Dodd-Frank’s Durbin Amendment Drives Up Costs on Memorial Day and Every Day

Over the Memorial Day weekend, the Big Retail lobby created a dubious driving distraction.

The Merchants Payments Coalition, whose members include retail giants like Walmart and 7-Eleven, took out a Business Wire press release warning motorists to “Get Ready to Be Side-Swiped by Your Bank’s Exorbitant Credit-Card Fees.” In reality, it’s rent-seeking retailers and allied politicians who are rear-ending American consumers on Memorial Day and every day through the price controls they pushed for in Dodd-Frank’s Durbin Amendment. Now, they are lobbying Washington to ram ordinary folks even more with policies that will make security breaches like that of Target more likely to happen.

At issue are “interchange fees,” fees charged to merchants by credit and debit-card issuing banks and credit unions to process consumer transactions. Together with consumer payments, these fees finance the electronic payment infrastructure and technologies to fend of security threats. But ever since the Dodd-Frank financial “reform” was signed by President Obama in 2010, the retailers have begun a massive cost-shift that hits consumers in the wallet.

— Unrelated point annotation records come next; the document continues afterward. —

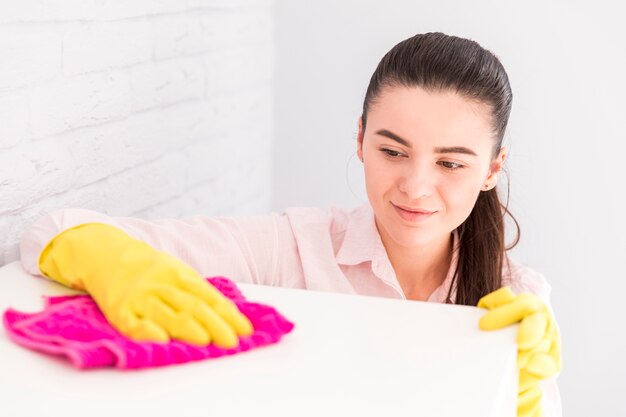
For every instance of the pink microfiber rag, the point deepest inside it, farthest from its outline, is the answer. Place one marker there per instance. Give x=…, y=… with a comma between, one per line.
x=74, y=327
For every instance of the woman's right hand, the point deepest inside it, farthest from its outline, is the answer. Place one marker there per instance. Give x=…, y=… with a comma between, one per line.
x=144, y=293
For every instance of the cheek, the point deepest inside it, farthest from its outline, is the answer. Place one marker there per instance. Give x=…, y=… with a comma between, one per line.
x=460, y=194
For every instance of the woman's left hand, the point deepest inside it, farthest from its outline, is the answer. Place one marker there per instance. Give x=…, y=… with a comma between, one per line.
x=538, y=341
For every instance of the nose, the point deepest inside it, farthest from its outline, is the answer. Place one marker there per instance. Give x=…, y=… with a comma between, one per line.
x=417, y=180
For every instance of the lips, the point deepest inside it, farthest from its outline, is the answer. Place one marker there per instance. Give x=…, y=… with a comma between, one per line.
x=411, y=216
x=415, y=210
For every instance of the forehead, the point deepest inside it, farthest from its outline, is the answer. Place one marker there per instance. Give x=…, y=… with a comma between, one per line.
x=444, y=117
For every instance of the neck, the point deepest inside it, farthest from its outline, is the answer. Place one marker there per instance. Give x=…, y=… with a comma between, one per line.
x=419, y=269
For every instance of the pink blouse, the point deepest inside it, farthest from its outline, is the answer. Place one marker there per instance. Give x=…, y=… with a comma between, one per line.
x=337, y=250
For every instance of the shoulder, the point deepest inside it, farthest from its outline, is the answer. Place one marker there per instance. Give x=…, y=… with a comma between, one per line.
x=334, y=219
x=522, y=278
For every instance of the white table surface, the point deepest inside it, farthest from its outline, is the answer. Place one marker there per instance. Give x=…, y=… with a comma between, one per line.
x=347, y=355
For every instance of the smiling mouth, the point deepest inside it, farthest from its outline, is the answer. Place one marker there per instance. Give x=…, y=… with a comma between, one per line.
x=413, y=216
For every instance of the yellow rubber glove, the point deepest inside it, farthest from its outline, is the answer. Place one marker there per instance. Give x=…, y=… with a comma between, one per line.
x=538, y=341
x=144, y=293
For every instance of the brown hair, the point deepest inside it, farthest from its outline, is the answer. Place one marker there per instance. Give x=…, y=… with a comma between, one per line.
x=436, y=62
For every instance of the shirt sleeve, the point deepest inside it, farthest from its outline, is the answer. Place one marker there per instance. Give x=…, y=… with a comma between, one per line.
x=245, y=248
x=524, y=279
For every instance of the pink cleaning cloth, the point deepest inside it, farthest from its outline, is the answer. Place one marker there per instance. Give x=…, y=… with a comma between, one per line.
x=75, y=328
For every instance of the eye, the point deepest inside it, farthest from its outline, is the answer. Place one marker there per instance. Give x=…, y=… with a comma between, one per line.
x=453, y=166
x=390, y=153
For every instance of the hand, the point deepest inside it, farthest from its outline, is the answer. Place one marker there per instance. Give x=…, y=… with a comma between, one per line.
x=145, y=294
x=538, y=341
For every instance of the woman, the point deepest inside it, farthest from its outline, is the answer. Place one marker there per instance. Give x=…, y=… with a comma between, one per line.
x=429, y=138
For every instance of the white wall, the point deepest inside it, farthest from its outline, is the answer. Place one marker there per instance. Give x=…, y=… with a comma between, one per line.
x=566, y=62
x=151, y=108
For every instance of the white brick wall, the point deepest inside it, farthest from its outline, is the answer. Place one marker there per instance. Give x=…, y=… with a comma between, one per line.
x=147, y=108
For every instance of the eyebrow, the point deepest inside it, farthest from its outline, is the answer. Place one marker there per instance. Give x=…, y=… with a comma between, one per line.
x=449, y=149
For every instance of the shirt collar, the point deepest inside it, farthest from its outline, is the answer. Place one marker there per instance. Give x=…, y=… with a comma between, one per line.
x=362, y=243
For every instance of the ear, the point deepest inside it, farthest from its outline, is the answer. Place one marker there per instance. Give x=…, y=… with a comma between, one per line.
x=359, y=139
x=495, y=168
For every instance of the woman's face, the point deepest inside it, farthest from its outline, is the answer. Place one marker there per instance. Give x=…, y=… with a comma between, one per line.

At the behest of big retailers such as Walmart and Illinois-based Walgreens, Senate Majority Whip Dick Durbin (D-Ill.) inserted into the Dodd-Frank financial “reform” of 2010 a measure that mandates that the debit card interchange fees charged to retailers must be “reasonable and proportional to the cost incurred by the issuer [bank or credit union issuing the card] with respect to the transaction.” Then, again at Big Retail’s behest, the Federal Reserve barred banks and credit unions from profiting on the fees charged to retailers, only a very limited portion of costs could actually be recovered in the fee.

The result has been both a humongous cost-shifting for debit card processing from retailers to consumers — a sharp reduction of free checking for low-balance account and the virtual end of debit card rewards — as well as much less resources from retailers to fight hacking and cyber attacks. George Mason University law professor Todd Zywicki, now a member of the Competitive Enterprise Institute’s board of directors, has found that the Durbin Amendment also bears much of the blame for more than 1 million consumers becoming unbanked over the past few years.

Yet this still isn’t enough for the retail lobby, which is suing to force the Durbin price controls down even further and saying in this lawsuit that banks and credit unions should not even be allowed to charge them for fraud-prevention costs. Fortunately, a panel of the D.C. Circuit Court of Appeals rejected this argument in March.

The merchants are also extending their push for price controls to credit cards with deceptive messaging that poses a pro-consumer. The Memorial Day press release claims that “at, say, 2 percent, swipe fees can add more than seven cents a gallon at the pump.”

This is misleading on several levels. First, any cost incurred by the gas station can be said to add to the price at the pump. The electricity to keep the lights on can be said to add several cents a gallon. Second, the press release makes it seem as if there are no costs to handling cash. As many a frustrated driver can testify, paying cash almost always requires a driver to go into the station to “prepay” to an employee.

These employees taking drivers’ cash do not work for free. And if a gas station took no credit cards, it would likely have to hire more employees to handle the cash purchases. That in itself may come to seven cents or more for a gallon of gas. Credit and debit cards also eliminate the problem of bounced checks and minimize the risk of theft when cash is laying around.

The discounts that some gas stations give for cash purchases do not necessarily represent a cost differential for the station owner. The station could just be trying to get drivers to come inside to lure them into buying candy bars, sodas, or other accessories.

This was illustrated in 2012 when some gas stations in New York state charged $2 to $3 more per gallon to credit and debit card users. In the free market, it is perfectly all right for a gas station to charge differently for cash and credit for whatever reason, as long as this differential is not advertised deceptively (it’s not clear if this condition was met in New York and in other instances in which drivers can only see the cash price from the road). But they should quit whining and stop lobbying for Durbin-like controls on credit cards.

Putting price controls on credit, as well as debit card, interchange fees will almost certainly mean the return of annual fees and a sharp reduction in credit card rewards. In reviewing Australia’s caps on interchange fees, for instance, the Government Accountability Office noted in its November 2009 study that in response to these controls, card issuers “reduced rewards and raised annual fees” for Aussie card holders. Worse, it appears that none of the $1 billion in savings that merchants received as a result of lower fees were passed on to consumers in the form of lower prices, the GAO noted.

Now that would be a real side swipe to consumers!